In April 2014, NACHA decided to address this issue and launched The Bill Payment Exception Program. (BPE) The BPE implementation recommendations for bill payment Originators and biller Receivers to automate the bill payment exception process (according to NACHA, bill payment exceptions are defined here as the biller’s inability to properly apply credit to a consumer account due to missing or incorrect information transmitted by the Originator).
With the BPE, both bill payment Originators and Receivers may opt-in to have these exception payments originated and received via a CIE transaction in the ACH using the BPE convention. The data in the BPE addenda record is designed to provide billers with additional information to help with posting. In addition, the process provides an opportunity to automate the exception process through the ACH Network (backed by the NACHA Rules) as these payments would then be received electronically through a single channel.
To provide feedback to the bill payment originators regarding missing or incorrect customer information, the process further calls for billers to then use the Notification of Change (NOC) transaction to provide the bill payment Originator with corrected information to be used in future transactions. Or, the transaction will be returned in the event the biller still cannot post the credit. Either way, the bill payment Originator will receive a response to the CIE/BPE.

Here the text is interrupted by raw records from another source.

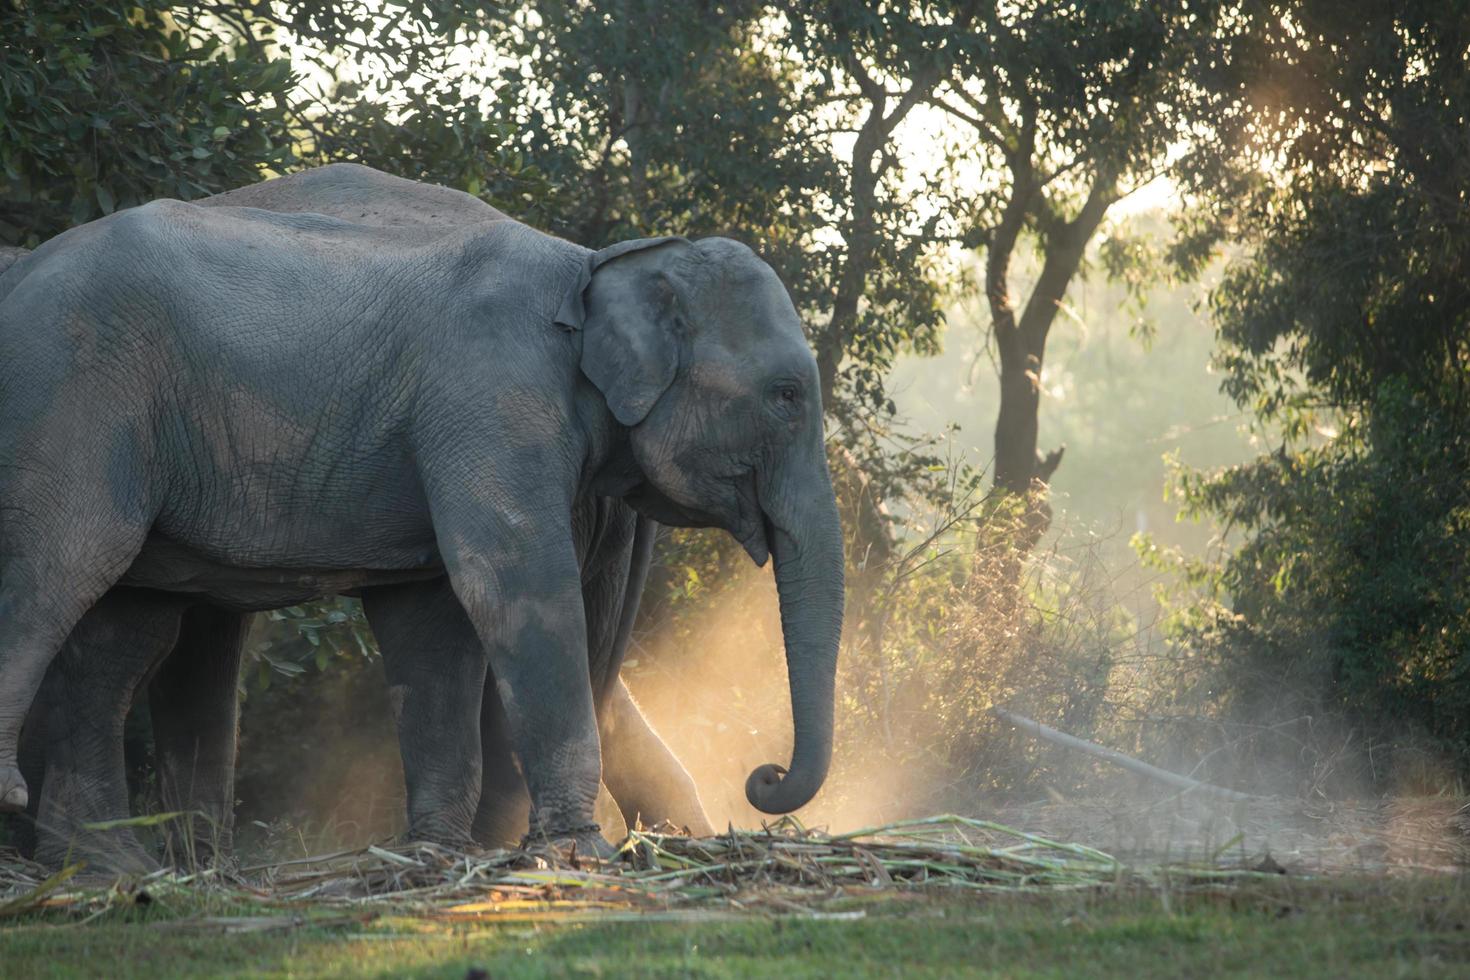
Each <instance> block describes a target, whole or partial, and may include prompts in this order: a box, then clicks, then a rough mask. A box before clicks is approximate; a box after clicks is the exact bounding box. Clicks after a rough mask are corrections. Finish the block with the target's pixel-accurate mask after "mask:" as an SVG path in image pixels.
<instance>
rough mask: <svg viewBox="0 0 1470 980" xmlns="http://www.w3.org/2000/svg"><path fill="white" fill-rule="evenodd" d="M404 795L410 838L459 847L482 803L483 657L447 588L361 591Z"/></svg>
mask: <svg viewBox="0 0 1470 980" xmlns="http://www.w3.org/2000/svg"><path fill="white" fill-rule="evenodd" d="M363 611H365V613H366V614H368V621H369V624H372V630H373V635H375V636H376V639H378V648H379V649H381V651H382V663H384V670H385V673H387V676H388V696H390V699H391V702H392V708H394V720H395V723H397V726H398V749H400V752H401V755H403V776H404V782H406V785H407V790H409V833H410V836H413V837H417V839H423V840H438V842H442V843H451V845H465V843H467V842H469V840H470V824H472V823H473V820H475V810H476V807H478V805H479V798H481V733H479V713H481V693H482V691H484V688H485V652H484V645H482V644H481V642H479V638H478V635H476V633H475V630H473V627H472V626H470V624H469V620H466V617H465V611H463V610H462V608H460V605H459V599H457V598H456V597H454V592H453V589H450V586H448V582H447V580H444V579H438V580H435V582H423V583H413V585H398V586H388V588H378V589H366V591H363Z"/></svg>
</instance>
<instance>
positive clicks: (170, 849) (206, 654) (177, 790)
mask: <svg viewBox="0 0 1470 980" xmlns="http://www.w3.org/2000/svg"><path fill="white" fill-rule="evenodd" d="M248 627H250V617H248V616H247V614H241V613H232V611H228V610H222V608H216V607H212V605H196V607H193V608H190V610H188V611H187V613H185V614H184V621H182V627H181V630H179V638H178V644H175V646H173V652H172V654H169V657H168V658H166V660H165V661H163V664H162V666H160V667H159V670H157V673H156V674H154V676H153V680H151V683H150V685H148V708H150V714H151V716H153V746H154V754H156V761H157V768H159V789H160V792H162V796H163V808H165V810H168V811H184V813H188V814H190V815H188V817H184V818H181V820H179V821H176V823H172V824H169V851H171V857H172V860H173V861H175V862H179V864H187V865H188V864H198V862H207V861H209V860H212V858H213V857H216V855H226V854H229V851H231V848H232V842H234V815H235V743H237V738H238V718H240V698H238V692H237V686H238V683H240V657H241V651H243V649H244V645H245V633H247V630H248Z"/></svg>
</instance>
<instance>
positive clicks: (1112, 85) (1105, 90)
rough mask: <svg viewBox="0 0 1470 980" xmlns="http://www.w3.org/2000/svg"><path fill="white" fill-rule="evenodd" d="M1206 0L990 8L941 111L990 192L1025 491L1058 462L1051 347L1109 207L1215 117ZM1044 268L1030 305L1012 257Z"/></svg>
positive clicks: (968, 228)
mask: <svg viewBox="0 0 1470 980" xmlns="http://www.w3.org/2000/svg"><path fill="white" fill-rule="evenodd" d="M1213 16H1214V9H1213V6H1211V4H1204V6H1201V4H1197V3H1194V4H1192V3H1188V1H1186V0H1179V1H1177V3H1175V1H1169V3H1126V1H1123V3H1120V1H1119V0H1098V1H1089V3H1070V4H1061V6H1058V4H1050V3H1022V4H986V6H985V9H983V10H980V12H979V13H978V15H976V18H975V22H973V26H972V29H970V31H969V32H967V34H966V37H964V38H963V43H961V44H958V46H957V51H956V54H957V56H956V57H954V62H953V65H951V66H950V68H948V71H947V72H945V76H944V79H942V84H941V85H939V88H938V90H936V91H935V94H933V97H932V98H931V101H932V103H933V104H935V106H938V107H941V109H942V110H944V112H945V113H948V115H950V118H953V119H956V120H957V122H958V123H961V125H963V126H966V128H967V131H969V135H970V137H972V138H973V141H975V143H973V150H972V153H973V159H975V160H978V162H979V163H980V165H982V166H983V167H985V173H986V178H988V179H986V182H985V184H983V185H982V187H980V188H979V190H978V191H973V192H972V194H970V195H969V198H967V200H960V201H957V206H958V207H960V209H963V215H964V219H963V220H964V223H966V231H964V234H963V239H964V242H966V244H970V245H975V247H979V248H982V250H983V253H985V282H983V292H985V300H986V304H988V307H989V311H991V331H992V335H994V342H995V350H997V354H998V359H997V360H998V373H1000V386H1001V406H1000V414H998V419H997V422H995V472H994V479H995V486H997V489H1001V491H1004V492H1007V494H1030V492H1032V491H1033V488H1036V486H1039V485H1044V483H1045V482H1047V480H1048V479H1050V478H1051V475H1053V472H1055V469H1057V466H1058V464H1060V461H1061V450H1060V448H1057V450H1054V451H1051V453H1048V454H1047V455H1041V454H1039V453H1038V442H1039V432H1038V425H1036V411H1038V406H1039V398H1041V372H1042V366H1044V361H1045V350H1047V338H1048V335H1050V332H1051V328H1053V325H1054V323H1055V319H1057V314H1058V311H1060V310H1061V307H1063V303H1064V300H1066V295H1067V288H1069V287H1070V284H1072V282H1073V279H1075V278H1076V276H1078V275H1079V272H1080V270H1082V264H1083V256H1085V254H1086V248H1088V244H1089V242H1091V241H1092V239H1094V237H1095V235H1097V232H1098V229H1100V226H1101V225H1103V219H1104V216H1105V215H1107V212H1108V209H1110V207H1111V206H1113V204H1116V203H1117V201H1119V200H1122V198H1123V197H1126V195H1127V194H1130V192H1132V191H1135V190H1138V188H1141V187H1144V185H1147V184H1150V182H1151V181H1154V179H1155V178H1160V176H1163V175H1166V173H1167V172H1169V170H1170V167H1172V163H1173V160H1172V153H1173V151H1175V147H1176V145H1179V144H1180V143H1182V141H1183V140H1186V137H1188V134H1189V131H1191V126H1192V125H1194V123H1195V122H1198V120H1200V119H1201V116H1204V113H1205V110H1207V107H1208V98H1207V94H1204V93H1201V91H1200V90H1198V88H1197V87H1195V85H1194V75H1195V71H1197V65H1198V62H1200V59H1201V56H1202V54H1204V53H1205V51H1208V48H1210V44H1213V43H1214V41H1216V37H1217V35H1216V29H1214V24H1213ZM1028 235H1029V237H1032V238H1033V239H1035V242H1036V247H1038V250H1039V253H1041V270H1039V275H1038V276H1036V281H1035V284H1033V285H1032V288H1030V295H1029V297H1026V300H1025V301H1023V303H1020V301H1017V298H1016V294H1014V284H1013V273H1011V263H1013V259H1014V254H1016V250H1017V247H1019V245H1020V244H1022V241H1023V239H1025V237H1028Z"/></svg>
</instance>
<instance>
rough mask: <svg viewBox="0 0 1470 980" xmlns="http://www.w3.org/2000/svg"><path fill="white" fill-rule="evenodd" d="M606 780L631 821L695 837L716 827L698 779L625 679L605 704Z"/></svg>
mask: <svg viewBox="0 0 1470 980" xmlns="http://www.w3.org/2000/svg"><path fill="white" fill-rule="evenodd" d="M601 729H603V780H604V782H606V783H607V789H609V792H612V795H613V799H616V801H617V808H619V810H622V813H623V820H625V821H626V823H628V826H629V827H637V826H638V824H642V826H645V827H651V826H656V824H660V823H664V821H667V823H672V824H673V826H676V827H681V829H686V830H688V832H689V833H691V835H694V836H695V837H707V836H710V835H713V833H714V827H713V826H711V824H710V820H709V817H707V815H706V814H704V804H701V802H700V792H698V789H695V786H694V779H692V777H691V776H689V773H688V770H685V768H684V765H682V764H681V763H679V760H678V758H676V757H675V755H673V752H672V751H669V746H667V745H664V743H663V739H660V738H659V735H657V732H654V730H653V727H651V726H650V724H648V720H647V718H645V717H644V714H642V711H639V710H638V704H637V702H635V701H634V699H632V695H629V693H628V688H626V686H625V685H623V682H622V679H619V680H617V682H614V683H613V689H612V691H610V692H609V695H607V701H606V702H604V704H603V717H601Z"/></svg>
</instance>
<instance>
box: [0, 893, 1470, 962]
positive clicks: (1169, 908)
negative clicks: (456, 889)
mask: <svg viewBox="0 0 1470 980" xmlns="http://www.w3.org/2000/svg"><path fill="white" fill-rule="evenodd" d="M858 912H861V917H860V918H857V917H854V915H856V914H858ZM266 914H269V915H273V917H279V920H273V918H272V920H263V924H272V926H278V927H273V929H268V930H257V932H243V933H228V932H223V930H222V927H221V926H219V924H218V923H216V921H213V918H215V917H225V915H240V917H253V920H251V923H253V924H257V926H259V924H262V915H263V912H262V908H260V907H254V905H251V907H241V905H234V907H231V905H222V904H219V902H213V904H203V905H190V904H188V901H187V899H182V898H176V896H175V898H171V899H166V901H159V902H154V904H153V905H150V907H147V908H115V909H110V911H107V912H104V914H103V915H100V917H97V918H94V920H93V921H87V923H81V921H75V920H73V918H69V917H65V915H60V914H57V912H43V914H32V915H29V917H25V918H19V920H10V921H9V923H6V924H4V926H0V976H4V977H75V976H107V977H119V979H121V977H147V979H148V980H165V979H166V977H200V976H251V977H316V976H332V977H341V976H350V977H454V979H460V977H465V976H466V971H469V970H470V968H479V970H484V971H485V973H487V974H488V976H490V977H495V979H497V980H500V979H504V977H620V976H639V977H757V976H759V977H766V976H772V977H781V979H782V980H795V979H800V977H954V976H973V977H991V976H994V977H1078V976H1127V977H1180V976H1332V977H1352V976H1361V977H1398V976H1402V977H1424V976H1464V973H1466V967H1467V964H1470V879H1466V877H1435V879H1410V880H1369V882H1364V880H1336V882H1299V880H1291V879H1285V880H1282V882H1251V883H1245V884H1232V886H1223V887H1211V889H1210V890H1204V892H1200V890H1164V889H1154V890H1141V889H1126V890H1119V889H1103V890H1091V892H1067V893H1029V895H994V893H992V895H970V896H944V898H925V896H917V895H911V893H910V895H894V893H886V895H878V893H873V895H866V896H864V895H851V896H848V898H842V899H836V901H833V902H828V904H825V905H823V914H828V915H832V914H845V915H848V917H850V918H825V920H823V918H810V917H807V915H803V914H797V912H794V914H789V915H778V917H772V915H738V917H736V915H729V917H726V915H725V914H713V915H717V917H713V918H710V915H711V914H710V912H695V915H706V917H707V918H703V920H691V921H669V920H659V918H653V917H648V915H644V917H642V918H638V917H628V918H623V917H619V918H616V920H601V921H598V920H578V918H560V920H556V918H544V920H535V921H526V920H516V921H490V920H484V921H445V920H440V918H432V917H429V918H425V917H415V915H406V914H387V915H378V917H375V918H360V920H344V917H343V911H341V909H332V911H323V912H312V911H306V912H300V911H298V912H293V909H290V908H285V909H268V911H266ZM293 914H295V915H297V917H298V918H297V920H293V918H291V917H293ZM293 921H294V924H293Z"/></svg>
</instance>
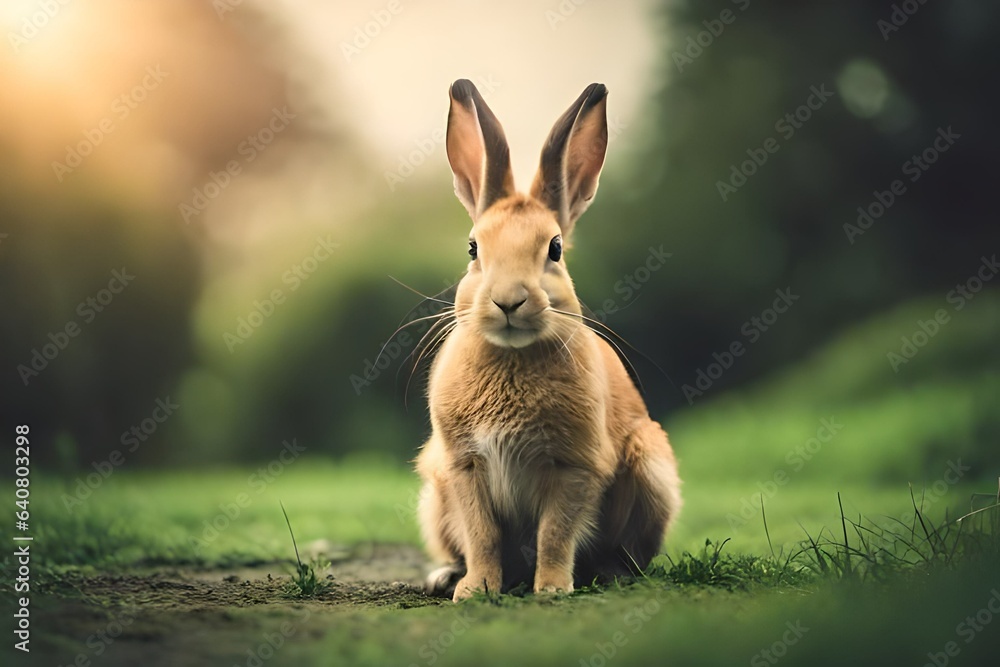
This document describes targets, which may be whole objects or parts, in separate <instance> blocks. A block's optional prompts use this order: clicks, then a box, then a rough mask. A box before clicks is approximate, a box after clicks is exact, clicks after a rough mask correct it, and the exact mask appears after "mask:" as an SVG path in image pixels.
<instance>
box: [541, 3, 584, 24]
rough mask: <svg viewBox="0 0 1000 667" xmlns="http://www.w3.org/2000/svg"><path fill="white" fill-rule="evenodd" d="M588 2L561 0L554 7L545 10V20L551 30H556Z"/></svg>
mask: <svg viewBox="0 0 1000 667" xmlns="http://www.w3.org/2000/svg"><path fill="white" fill-rule="evenodd" d="M585 4H587V0H560V2H559V4H558V5H556V6H555V7H554V8H551V9H546V10H545V20H546V21H547V22H548V24H549V29H550V30H555V29H557V28H558V27H559V25H560V24H561V23H565V22H566V20H567V19H569V17H571V16H573V14H576V10H578V9H579V8H580V7H582V6H584V5H585Z"/></svg>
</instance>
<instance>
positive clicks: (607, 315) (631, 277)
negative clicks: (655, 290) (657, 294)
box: [594, 244, 674, 324]
mask: <svg viewBox="0 0 1000 667" xmlns="http://www.w3.org/2000/svg"><path fill="white" fill-rule="evenodd" d="M673 256H674V254H673V253H672V252H666V251H665V250H664V249H663V244H660V245H659V246H657V247H654V246H649V250H648V252H647V253H646V258H645V259H644V260H643V261H642V262H640V263H639V264H638V265H637V266H636V267H635V269H633V270H632V271H631V272H630V273H628V274H626V275H624V276H622V277H621V280H618V281H617V282H615V284H614V286H613V288H612V289H613V291H614V293H615V294H617V295H618V296H617V297H609V298H607V299H605V300H604V301H602V302H601V307H600V308H599V309H598V310H595V311H594V319H595V320H597V321H599V322H601V323H602V324H603V323H605V322H607V320H608V316H609V315H613V314H614V313H617V312H618V311H619V310H621V309H622V308H624V307H625V306H627V305H628V304H629V303H631V302H632V300H633V299H634V298H636V296H637V295H638V294H639V291H640V290H642V288H643V286H644V285H646V283H648V282H649V281H650V280H651V279H652V277H653V274H654V273H656V272H657V271H659V270H660V269H662V268H663V267H664V265H665V264H666V263H667V260H668V259H670V258H671V257H673Z"/></svg>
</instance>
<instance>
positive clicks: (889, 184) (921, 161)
mask: <svg viewBox="0 0 1000 667" xmlns="http://www.w3.org/2000/svg"><path fill="white" fill-rule="evenodd" d="M961 138H962V135H960V134H958V133H957V132H955V131H954V130H952V129H951V125H949V126H948V128H947V129H945V128H942V127H939V128H938V129H937V136H936V137H935V138H934V140H933V141H932V142H931V144H930V145H929V146H928V147H927V148H925V149H924V150H923V151H921V153H920V155H913V156H911V157H910V159H909V160H907V161H906V162H904V163H903V166H902V167H900V170H901V171H902V172H903V175H904V176H909V177H910V178H909V181H910V183H916V182H917V181H918V180H920V177H921V176H923V175H924V173H925V172H926V171H927V170H928V169H930V168H931V166H932V165H933V164H934V163H935V162H937V161H938V158H940V157H941V155H942V154H943V153H946V152H947V151H948V149H950V148H951V147H952V146H954V145H955V142H956V141H957V140H959V139H961ZM904 194H906V183H905V182H904V181H903V179H901V178H897V179H895V180H894V181H892V183H890V184H889V187H888V189H886V190H884V191H882V190H874V191H873V192H872V196H873V197H874V201H872V202H869V203H868V204H867V205H862V206H859V207H858V217H857V220H856V221H855V223H854V224H851V223H849V222H845V223H844V233H845V234H846V235H847V241H848V243H850V244H851V245H854V242H855V241H856V240H857V238H858V237H859V236H861V235H862V234H864V233H865V232H866V231H868V230H869V229H871V227H872V225H874V224H875V221H876V220H878V219H879V218H881V217H882V216H883V215H884V214H885V212H886V211H888V210H889V209H890V208H892V205H893V204H895V203H896V202H897V201H898V200H899V198H900V197H902V196H903V195H904Z"/></svg>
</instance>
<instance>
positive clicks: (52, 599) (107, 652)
mask: <svg viewBox="0 0 1000 667" xmlns="http://www.w3.org/2000/svg"><path fill="white" fill-rule="evenodd" d="M426 568H427V563H426V560H425V558H424V555H423V554H422V553H421V552H420V551H419V550H418V549H417V548H415V547H412V546H409V545H384V544H381V545H368V546H367V547H360V548H356V549H353V550H350V551H347V550H341V551H340V552H339V553H337V557H336V558H335V559H334V562H332V564H331V567H330V569H329V574H328V577H327V579H326V583H327V585H328V587H327V588H326V590H324V591H323V592H322V593H320V594H319V595H317V596H316V597H315V598H312V599H309V600H300V599H295V598H294V597H292V596H290V595H289V593H288V587H289V584H290V576H289V575H290V572H291V569H292V568H291V565H290V564H289V563H270V564H263V565H261V566H258V567H253V568H242V569H236V570H196V569H183V568H157V569H150V570H148V571H130V572H127V573H121V574H114V573H100V574H93V575H84V574H80V573H71V574H68V575H66V576H64V577H62V578H61V579H60V580H59V581H57V582H50V583H48V584H46V585H44V586H43V593H42V595H41V596H36V598H35V600H37V602H36V601H33V605H35V610H37V611H34V610H33V617H34V618H33V628H34V635H33V638H32V652H31V655H30V656H27V657H28V658H30V659H29V660H27V661H26V660H25V658H26V656H23V655H18V654H15V660H14V661H13V662H8V661H7V660H4V661H3V662H4V664H5V665H35V664H38V665H59V666H60V667H62V666H63V665H66V666H67V667H68V666H69V665H79V666H80V667H88V665H137V664H142V665H144V666H148V665H220V664H225V665H232V664H248V665H256V664H258V662H257V661H256V660H254V657H255V656H256V657H257V658H261V656H266V655H267V654H268V653H269V651H270V649H269V646H271V647H272V648H273V646H274V645H276V644H283V643H285V641H286V639H289V638H290V637H291V636H292V635H293V634H295V635H298V638H299V639H301V638H302V637H303V635H307V636H309V637H311V638H312V639H314V640H322V638H323V637H324V635H325V633H326V632H327V630H328V629H329V628H330V626H331V624H330V617H331V615H336V614H338V613H340V614H342V613H343V612H344V611H347V610H350V611H352V612H358V611H362V612H363V611H364V610H365V609H369V610H374V609H377V608H388V609H392V608H395V609H409V608H413V607H422V606H426V605H437V604H442V602H443V601H442V600H440V599H435V598H430V597H427V596H426V595H424V593H423V590H422V588H421V582H422V579H423V576H424V573H425V571H426ZM248 647H249V648H248ZM287 653H288V652H287V651H282V655H281V657H282V660H287V659H288V657H289V656H288V655H286V654H287ZM240 655H242V656H243V658H242V659H241V660H238V661H236V662H234V661H233V656H240ZM192 656H200V657H198V658H192ZM261 662H263V660H262V661H261ZM268 664H286V663H284V662H282V661H279V660H277V657H276V659H275V660H273V661H270V662H268Z"/></svg>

This is one approach to address bill payment exception items from an industry perspective. Previously, Originators and Receivers would partner to address exceptions one at time. This was labor intensive and was not consistent. A manual process to alleviate and electronic solution, has limited benefits as well. Will the NACHA solution have a significant impact? Time will tell.
I recall the days that I increased the electronic payment connectivity at One BSP from 28% to 58% resulting in savings of $3 million dollars. With a small team, we manually cleaned up the bill payment warehouse and worked with banks and bill payment gateways to accepts new customer masks accounts. However, in time things change and when not worked regularly payments will continue to drop to paper.
This is a major thrust to move home banking forward and for that to happen it is essential that the Receiver Banks and Originators work together.